Humming away in the background though was a reckoning. He’d come to rugby late enough, only really getting into it properly when he was 15. But Munster were interested in seeing how far he could take it and with school over, it was time to decide what he was going to be. It was probably past time, truth be told, but he had managed to stave it off long enough.

Combine both

“I was playing senior hurling for Cork and under-20s rugby for Munster all through that time. I was trying to combine both but I didn’t want to tell anybody about it. Cork didn’t know about the rugby at all but obviously Munster knew about Cork because the reports from the league games were in the paper the next day.

"The way I got found out with Cork was I used always have to get massages off the physio, Deccie O'Sullivan, because my calves were killing me from doing so much in both sports. [Selector] Ger Cunningham started getting suspicious and he said, 'Why are you always getting massages. You're only a young fella, you're still at school, you should be fresh the whole time.'

“So I had to tell them then. They weren’t too happy! Munster rugby were okay with it actually, they didn’t mind. But Cork wouldn’t have it.

“‘Ah no, no,’ Ger said. ‘You can’t be at that. You’ll have to choose between the two.’”

Easily said. But it was a pig of a decision to have to make. His father felt he’d already beaten the odds once to make it on to the Cork seniors and that maybe he’d be pushing his luck trying to do it twice.

Nothing was certain, obviously, but it did look like a long career stretched out ahead of him with Cork.

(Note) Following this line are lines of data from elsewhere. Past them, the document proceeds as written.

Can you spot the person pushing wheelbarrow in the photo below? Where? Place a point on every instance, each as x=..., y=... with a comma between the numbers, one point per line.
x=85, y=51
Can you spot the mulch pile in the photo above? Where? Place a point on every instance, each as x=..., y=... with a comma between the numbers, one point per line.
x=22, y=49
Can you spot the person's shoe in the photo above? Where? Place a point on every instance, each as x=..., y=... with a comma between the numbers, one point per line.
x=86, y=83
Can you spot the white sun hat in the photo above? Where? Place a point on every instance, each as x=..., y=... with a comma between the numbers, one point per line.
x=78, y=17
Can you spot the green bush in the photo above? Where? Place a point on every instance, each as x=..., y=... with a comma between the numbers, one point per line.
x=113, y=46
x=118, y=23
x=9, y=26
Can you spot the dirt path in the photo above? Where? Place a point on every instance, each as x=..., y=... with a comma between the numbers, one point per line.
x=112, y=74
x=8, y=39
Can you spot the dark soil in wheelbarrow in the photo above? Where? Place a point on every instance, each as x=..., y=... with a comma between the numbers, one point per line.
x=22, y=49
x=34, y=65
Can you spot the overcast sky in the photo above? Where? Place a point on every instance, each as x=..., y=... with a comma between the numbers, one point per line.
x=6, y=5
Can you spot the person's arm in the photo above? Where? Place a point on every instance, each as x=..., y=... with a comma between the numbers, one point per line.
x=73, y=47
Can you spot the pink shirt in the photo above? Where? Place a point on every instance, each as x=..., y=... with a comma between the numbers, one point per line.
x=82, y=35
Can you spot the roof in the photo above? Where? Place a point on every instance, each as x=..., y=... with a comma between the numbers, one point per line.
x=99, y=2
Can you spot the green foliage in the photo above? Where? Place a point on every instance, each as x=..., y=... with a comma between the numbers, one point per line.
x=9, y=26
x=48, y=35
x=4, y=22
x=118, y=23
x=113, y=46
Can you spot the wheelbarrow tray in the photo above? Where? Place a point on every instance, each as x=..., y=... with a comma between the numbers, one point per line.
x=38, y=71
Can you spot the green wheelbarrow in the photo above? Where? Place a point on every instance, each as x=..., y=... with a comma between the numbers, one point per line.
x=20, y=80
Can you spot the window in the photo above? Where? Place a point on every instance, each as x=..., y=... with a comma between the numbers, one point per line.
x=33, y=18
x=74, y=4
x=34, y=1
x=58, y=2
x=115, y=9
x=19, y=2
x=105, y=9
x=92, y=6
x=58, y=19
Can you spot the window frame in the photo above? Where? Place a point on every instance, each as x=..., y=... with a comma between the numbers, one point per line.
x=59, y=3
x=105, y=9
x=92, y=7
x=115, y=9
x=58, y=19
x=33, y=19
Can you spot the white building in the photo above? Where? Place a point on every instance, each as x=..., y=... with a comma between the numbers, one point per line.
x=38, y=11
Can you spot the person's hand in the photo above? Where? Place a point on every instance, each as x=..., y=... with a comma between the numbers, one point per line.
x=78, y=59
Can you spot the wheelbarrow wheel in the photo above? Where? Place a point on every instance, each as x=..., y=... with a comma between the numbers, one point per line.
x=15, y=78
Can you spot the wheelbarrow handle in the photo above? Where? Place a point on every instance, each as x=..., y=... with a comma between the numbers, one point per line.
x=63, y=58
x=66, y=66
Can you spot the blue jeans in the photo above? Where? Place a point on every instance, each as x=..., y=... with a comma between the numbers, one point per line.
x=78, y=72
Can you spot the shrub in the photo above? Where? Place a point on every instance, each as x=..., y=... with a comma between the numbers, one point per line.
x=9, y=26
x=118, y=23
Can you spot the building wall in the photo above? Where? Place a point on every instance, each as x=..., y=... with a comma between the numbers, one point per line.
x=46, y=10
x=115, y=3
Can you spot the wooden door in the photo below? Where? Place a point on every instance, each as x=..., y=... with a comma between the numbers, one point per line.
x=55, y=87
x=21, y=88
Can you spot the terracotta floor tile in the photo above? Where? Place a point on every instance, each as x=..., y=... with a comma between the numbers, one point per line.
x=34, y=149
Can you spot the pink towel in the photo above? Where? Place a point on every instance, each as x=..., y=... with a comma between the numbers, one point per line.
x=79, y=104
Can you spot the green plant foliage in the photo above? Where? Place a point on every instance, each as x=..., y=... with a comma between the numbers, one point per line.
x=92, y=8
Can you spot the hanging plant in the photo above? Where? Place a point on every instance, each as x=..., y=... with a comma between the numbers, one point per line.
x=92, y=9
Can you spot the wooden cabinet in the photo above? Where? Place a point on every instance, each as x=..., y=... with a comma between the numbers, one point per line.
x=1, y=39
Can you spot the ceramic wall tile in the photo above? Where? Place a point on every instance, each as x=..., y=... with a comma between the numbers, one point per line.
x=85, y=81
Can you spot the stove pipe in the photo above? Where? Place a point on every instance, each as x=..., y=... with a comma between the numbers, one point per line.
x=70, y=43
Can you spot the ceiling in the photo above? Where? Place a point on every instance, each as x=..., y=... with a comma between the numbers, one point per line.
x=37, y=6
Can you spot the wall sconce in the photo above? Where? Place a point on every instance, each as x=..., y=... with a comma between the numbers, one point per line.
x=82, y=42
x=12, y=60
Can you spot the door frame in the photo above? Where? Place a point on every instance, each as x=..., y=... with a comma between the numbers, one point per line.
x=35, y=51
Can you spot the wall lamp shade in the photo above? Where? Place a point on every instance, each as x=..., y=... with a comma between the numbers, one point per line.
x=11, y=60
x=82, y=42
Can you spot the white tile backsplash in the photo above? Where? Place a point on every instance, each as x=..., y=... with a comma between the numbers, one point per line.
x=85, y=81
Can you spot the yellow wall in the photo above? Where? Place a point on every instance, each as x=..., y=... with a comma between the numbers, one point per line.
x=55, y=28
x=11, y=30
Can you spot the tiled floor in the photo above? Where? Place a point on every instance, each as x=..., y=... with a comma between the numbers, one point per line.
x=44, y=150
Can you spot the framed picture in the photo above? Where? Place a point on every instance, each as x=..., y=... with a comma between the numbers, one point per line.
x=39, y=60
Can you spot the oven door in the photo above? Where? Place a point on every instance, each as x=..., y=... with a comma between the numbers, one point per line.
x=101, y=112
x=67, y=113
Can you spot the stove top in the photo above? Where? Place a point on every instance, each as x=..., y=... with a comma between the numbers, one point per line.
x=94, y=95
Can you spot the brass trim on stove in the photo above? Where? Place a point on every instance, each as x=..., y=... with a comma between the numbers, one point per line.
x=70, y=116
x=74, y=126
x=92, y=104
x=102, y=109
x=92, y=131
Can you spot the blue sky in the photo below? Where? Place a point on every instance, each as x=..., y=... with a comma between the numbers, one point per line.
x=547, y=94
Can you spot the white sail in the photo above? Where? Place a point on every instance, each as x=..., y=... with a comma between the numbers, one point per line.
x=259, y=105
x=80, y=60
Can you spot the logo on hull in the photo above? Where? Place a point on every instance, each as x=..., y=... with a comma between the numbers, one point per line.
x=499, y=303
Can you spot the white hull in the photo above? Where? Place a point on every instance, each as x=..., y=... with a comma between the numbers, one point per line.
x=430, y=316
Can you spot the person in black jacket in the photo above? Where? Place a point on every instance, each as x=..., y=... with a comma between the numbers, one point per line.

Munster offered him three years in the academy. Usually, a player of his age and inexperience would have been started off at sub-academy level but they knew the lure of the hurlers wasn’t to be taken lightly so they sweetened it just a touch.

Being a professional

In the end, the draw of being a professional sportsman couldn’t be ignored.

“I know there’d be people who wouldn’t understand why you’d do it. I don’t think they get that it’s a job. I don’t think they understand why you would leave Cork hurling. I’d have had a few people over the years coming to me and going, ‘Why did you do it?’

“I’m happy that it worked out. Because it was a big move to make. I had broken into the senior team in Cork and I was throwing it all away to go into the Munster academy.

“There was no guarantee it would work out and obviously, it’s very hard to make it as a professional rugby player. The way this season went, breaking into the first team, that’s a massive relief.”

He’ll settle in at four o’clock tomorrow, wouldn’t miss it for the world. But any pangs he felt about missing out are long gone. They have their world, he has his.

And bit by bit, he’s finding his place in it.